In the “new normal” of social distancing in response to COVID-19, the Church is working hard to adjust quickly. Most have canceled in-person worship and gatherings, and moved to online platforms as a means of staying connected. Many are finding ways to serve their neighbors and continue critical mission commitments in spite of new challenges. The gifts of the church are needed now more than ever, and our Disciples congregations have shown incredible resilience in adapting to these unprecedented circumstances.
In a situation that continues to evolve quickly, there are many unknowns. There will be many opportunities for congregations to serve our neighbors as needs emerge in the days ahead. But for now, one thing is certain: social distancing is an act of compassion. Staying home and self-isolating to protect the vulnerable is what love looks like during this time when we don’t always know what else to do.
Of course, not everyone can stay home. Many continue to work on our behalf: medical professionals; those who care for the elderly; workers who stock our grocery shelves and those who keep our utilities running; childcare workers who work so that other essential personnel can care for the rest of us; and so many others who we may not see. In this moment of crisis, we are all connected in ways that we have perhaps taken for granted in the past. But it is precisely for the good of these populations that many of us can choose to distance ourselves. The decision to stay at home and away from crowds helps to protect those who are serving essential duties right now and at greater risk for exposure.
It may seem counterintuitive, that people of faith choose this moment of crisis to retreat from society. But these are uncharted waters; taking a step back and reducing the risk of infection for the most vulnerable among us is in fact a great act of service and sacrifice. The elderly, the immunocompromised, and those who care for them are at great risk from this illness. With limited testing available--and with many who are infected remaining asymptomatic-- any of us might have been exposed. Perhaps if we all treat this disaster as if it has already affected us, doing everything within our power to prevent further transmission, then many lives might be saved.
In this Lenten season, we “wait for the Lord,” together.
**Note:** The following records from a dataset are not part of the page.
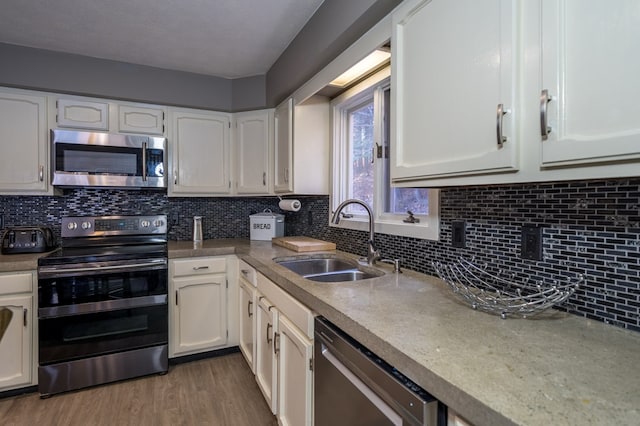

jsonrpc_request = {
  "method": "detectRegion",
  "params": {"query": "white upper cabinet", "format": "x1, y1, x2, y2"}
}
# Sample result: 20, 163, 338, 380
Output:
234, 110, 273, 194
0, 89, 49, 194
50, 96, 166, 136
168, 108, 231, 197
118, 105, 165, 135
56, 98, 109, 130
273, 98, 293, 192
391, 0, 518, 182
273, 95, 331, 195
540, 0, 640, 166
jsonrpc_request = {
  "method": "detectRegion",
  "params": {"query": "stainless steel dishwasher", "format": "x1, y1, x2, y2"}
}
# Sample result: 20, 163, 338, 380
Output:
314, 317, 446, 426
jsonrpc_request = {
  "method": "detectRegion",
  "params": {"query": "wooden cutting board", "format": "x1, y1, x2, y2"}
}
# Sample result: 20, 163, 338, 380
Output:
271, 237, 336, 252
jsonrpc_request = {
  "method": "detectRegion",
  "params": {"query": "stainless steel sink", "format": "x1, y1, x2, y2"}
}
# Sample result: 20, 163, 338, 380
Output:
274, 257, 383, 283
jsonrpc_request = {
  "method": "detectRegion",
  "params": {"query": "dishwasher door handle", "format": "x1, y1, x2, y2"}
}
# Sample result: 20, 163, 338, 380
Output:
321, 343, 402, 426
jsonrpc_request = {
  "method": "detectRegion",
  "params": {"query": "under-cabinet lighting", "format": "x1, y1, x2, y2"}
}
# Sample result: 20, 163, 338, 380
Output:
329, 49, 391, 87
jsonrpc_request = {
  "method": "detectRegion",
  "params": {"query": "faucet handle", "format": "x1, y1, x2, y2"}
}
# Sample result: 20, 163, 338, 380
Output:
380, 259, 402, 274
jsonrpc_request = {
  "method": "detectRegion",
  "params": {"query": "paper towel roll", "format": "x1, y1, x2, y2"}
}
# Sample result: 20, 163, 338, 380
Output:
278, 200, 302, 212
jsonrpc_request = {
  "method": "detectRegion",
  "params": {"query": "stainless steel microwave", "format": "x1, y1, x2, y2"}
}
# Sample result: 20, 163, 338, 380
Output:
51, 130, 167, 189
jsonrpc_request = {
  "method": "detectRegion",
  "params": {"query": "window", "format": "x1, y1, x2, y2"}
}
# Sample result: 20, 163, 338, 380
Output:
331, 68, 438, 240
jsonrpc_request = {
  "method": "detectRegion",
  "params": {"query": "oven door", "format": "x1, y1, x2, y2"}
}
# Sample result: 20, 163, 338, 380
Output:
38, 259, 168, 366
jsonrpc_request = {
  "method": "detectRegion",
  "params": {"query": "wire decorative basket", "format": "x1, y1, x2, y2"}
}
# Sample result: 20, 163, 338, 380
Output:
432, 258, 584, 319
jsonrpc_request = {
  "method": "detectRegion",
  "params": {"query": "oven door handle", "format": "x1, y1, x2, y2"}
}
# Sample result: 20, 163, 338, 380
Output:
38, 294, 168, 319
38, 259, 167, 278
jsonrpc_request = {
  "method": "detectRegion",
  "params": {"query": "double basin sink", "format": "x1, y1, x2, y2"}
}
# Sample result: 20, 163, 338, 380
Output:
274, 257, 383, 283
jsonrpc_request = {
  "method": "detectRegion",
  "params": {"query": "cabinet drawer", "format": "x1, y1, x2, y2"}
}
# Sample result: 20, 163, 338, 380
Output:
171, 257, 227, 277
0, 272, 33, 294
238, 260, 258, 287
257, 274, 313, 339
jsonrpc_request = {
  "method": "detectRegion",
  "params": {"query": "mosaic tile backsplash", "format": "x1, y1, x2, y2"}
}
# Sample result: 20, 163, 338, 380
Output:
0, 178, 640, 332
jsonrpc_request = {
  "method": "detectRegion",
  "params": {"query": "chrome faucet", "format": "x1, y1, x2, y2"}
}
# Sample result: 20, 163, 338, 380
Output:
331, 198, 380, 265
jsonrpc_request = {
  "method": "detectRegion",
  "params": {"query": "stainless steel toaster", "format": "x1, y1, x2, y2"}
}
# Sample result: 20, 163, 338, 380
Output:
2, 226, 55, 254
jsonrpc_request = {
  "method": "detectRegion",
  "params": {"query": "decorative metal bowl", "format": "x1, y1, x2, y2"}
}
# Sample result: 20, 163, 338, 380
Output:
432, 258, 584, 319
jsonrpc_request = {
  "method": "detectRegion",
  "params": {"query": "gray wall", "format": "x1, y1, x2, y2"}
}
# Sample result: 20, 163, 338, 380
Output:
0, 0, 401, 112
0, 43, 265, 111
267, 0, 401, 106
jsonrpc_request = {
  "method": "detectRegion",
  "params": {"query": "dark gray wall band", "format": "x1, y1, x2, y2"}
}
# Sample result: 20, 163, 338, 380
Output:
0, 0, 401, 112
267, 0, 401, 106
0, 43, 265, 111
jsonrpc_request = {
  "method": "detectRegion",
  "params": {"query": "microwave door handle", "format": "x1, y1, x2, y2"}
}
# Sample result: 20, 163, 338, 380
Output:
142, 142, 147, 182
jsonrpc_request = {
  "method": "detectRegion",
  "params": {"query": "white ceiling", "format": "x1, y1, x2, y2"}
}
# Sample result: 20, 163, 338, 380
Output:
0, 0, 323, 78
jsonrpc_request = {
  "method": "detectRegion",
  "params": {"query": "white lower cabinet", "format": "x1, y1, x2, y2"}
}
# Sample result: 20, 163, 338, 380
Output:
238, 261, 258, 373
276, 316, 313, 426
255, 274, 313, 426
0, 272, 37, 392
169, 257, 229, 358
256, 293, 278, 414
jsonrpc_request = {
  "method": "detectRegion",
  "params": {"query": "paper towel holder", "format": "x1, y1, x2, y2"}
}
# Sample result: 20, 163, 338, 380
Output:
278, 197, 302, 212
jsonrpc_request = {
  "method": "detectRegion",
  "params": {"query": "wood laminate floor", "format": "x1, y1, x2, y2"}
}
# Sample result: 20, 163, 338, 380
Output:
0, 353, 277, 426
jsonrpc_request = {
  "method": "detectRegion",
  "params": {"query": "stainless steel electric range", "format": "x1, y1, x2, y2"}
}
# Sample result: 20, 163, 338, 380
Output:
38, 215, 168, 397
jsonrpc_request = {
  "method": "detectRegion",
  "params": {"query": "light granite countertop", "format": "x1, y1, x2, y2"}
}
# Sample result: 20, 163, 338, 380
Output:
169, 240, 640, 426
0, 239, 640, 426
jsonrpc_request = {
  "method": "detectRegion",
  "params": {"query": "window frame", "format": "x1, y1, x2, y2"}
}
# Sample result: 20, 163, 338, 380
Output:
329, 67, 440, 241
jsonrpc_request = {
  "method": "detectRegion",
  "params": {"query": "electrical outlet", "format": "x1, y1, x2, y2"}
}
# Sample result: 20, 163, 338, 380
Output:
169, 212, 180, 226
451, 220, 467, 248
520, 225, 542, 260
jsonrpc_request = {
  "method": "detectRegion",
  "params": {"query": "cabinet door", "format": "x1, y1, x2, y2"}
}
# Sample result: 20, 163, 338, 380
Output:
169, 110, 231, 195
235, 111, 271, 194
169, 274, 227, 356
255, 293, 278, 414
56, 99, 109, 130
273, 98, 293, 192
118, 105, 164, 135
239, 279, 257, 373
0, 91, 48, 193
391, 0, 518, 182
276, 315, 313, 426
540, 0, 640, 166
0, 295, 33, 390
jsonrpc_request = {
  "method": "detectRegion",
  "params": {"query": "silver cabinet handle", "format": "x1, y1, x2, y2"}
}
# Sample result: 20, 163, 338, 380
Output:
193, 266, 209, 271
496, 104, 509, 148
540, 89, 552, 141
142, 142, 147, 182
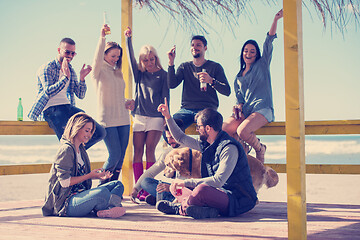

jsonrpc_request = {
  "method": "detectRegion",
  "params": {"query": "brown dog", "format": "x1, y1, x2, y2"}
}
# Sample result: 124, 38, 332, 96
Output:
164, 148, 279, 192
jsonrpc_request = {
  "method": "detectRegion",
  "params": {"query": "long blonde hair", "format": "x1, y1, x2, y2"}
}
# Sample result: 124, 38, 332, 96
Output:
63, 112, 96, 143
138, 45, 163, 72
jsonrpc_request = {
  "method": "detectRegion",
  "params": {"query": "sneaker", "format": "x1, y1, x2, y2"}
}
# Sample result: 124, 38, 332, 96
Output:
96, 207, 126, 218
256, 143, 266, 163
145, 195, 156, 206
156, 200, 181, 215
186, 205, 219, 219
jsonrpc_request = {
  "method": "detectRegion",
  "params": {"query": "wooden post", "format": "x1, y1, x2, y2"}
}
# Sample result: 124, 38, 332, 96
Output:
283, 0, 307, 239
121, 0, 134, 195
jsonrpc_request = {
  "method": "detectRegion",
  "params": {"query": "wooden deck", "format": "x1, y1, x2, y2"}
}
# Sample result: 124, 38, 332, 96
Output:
0, 197, 360, 240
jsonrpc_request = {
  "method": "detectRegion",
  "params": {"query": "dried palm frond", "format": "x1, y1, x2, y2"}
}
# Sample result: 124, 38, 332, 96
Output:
135, 0, 360, 32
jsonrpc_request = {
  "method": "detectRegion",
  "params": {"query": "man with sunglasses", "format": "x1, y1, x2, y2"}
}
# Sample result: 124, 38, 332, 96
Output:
156, 99, 258, 219
28, 38, 106, 149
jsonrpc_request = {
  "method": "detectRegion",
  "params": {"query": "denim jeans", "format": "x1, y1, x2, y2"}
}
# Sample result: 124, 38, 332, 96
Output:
103, 125, 130, 172
44, 104, 106, 149
66, 181, 124, 217
140, 178, 175, 202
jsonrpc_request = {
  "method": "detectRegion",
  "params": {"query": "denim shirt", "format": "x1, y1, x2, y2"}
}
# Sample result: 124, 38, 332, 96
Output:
28, 59, 86, 121
234, 34, 277, 122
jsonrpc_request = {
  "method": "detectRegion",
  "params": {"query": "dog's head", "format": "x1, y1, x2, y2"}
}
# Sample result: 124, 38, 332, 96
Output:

As the Psalmist says, we watch for the morning. Maybe this year, that waiting and watching takes on a more literal meaning. We pray that this pandemic be contained and that a vaccine emerge quickly-- but our prayers become physically embodied as we wait, and watch, from home.
At a later time, we may be called upon to serve and respond in a different way together. But for now, waiting may mean just that-- waiting, watching from a distance, and praying for those who work for our good.
Week of Compassion works with partners to alleviate suffering. Our wider church lives into this mission commitment in so many different ways--around the world, around the year. In this season of uncertainty, we don’t know what faithful response will look like in the long term. But for now, we have the power to act. Every time you choose to stay home, you are loving and serving your neighbor in a radical act of compassion. These daily sacrifices of social distancing will help us all stay well, as we watch for the morning.
We are grateful for your ongoing support that allows Week of Compassion to remain active even in times of uncertainty. While we have suspended staff travel for this season, we continue operations and remain in conversation with our partners about critical needs and responses, making preparations to support community recovery when the time comes. We will continue to share updated resources on our website and social media platforms.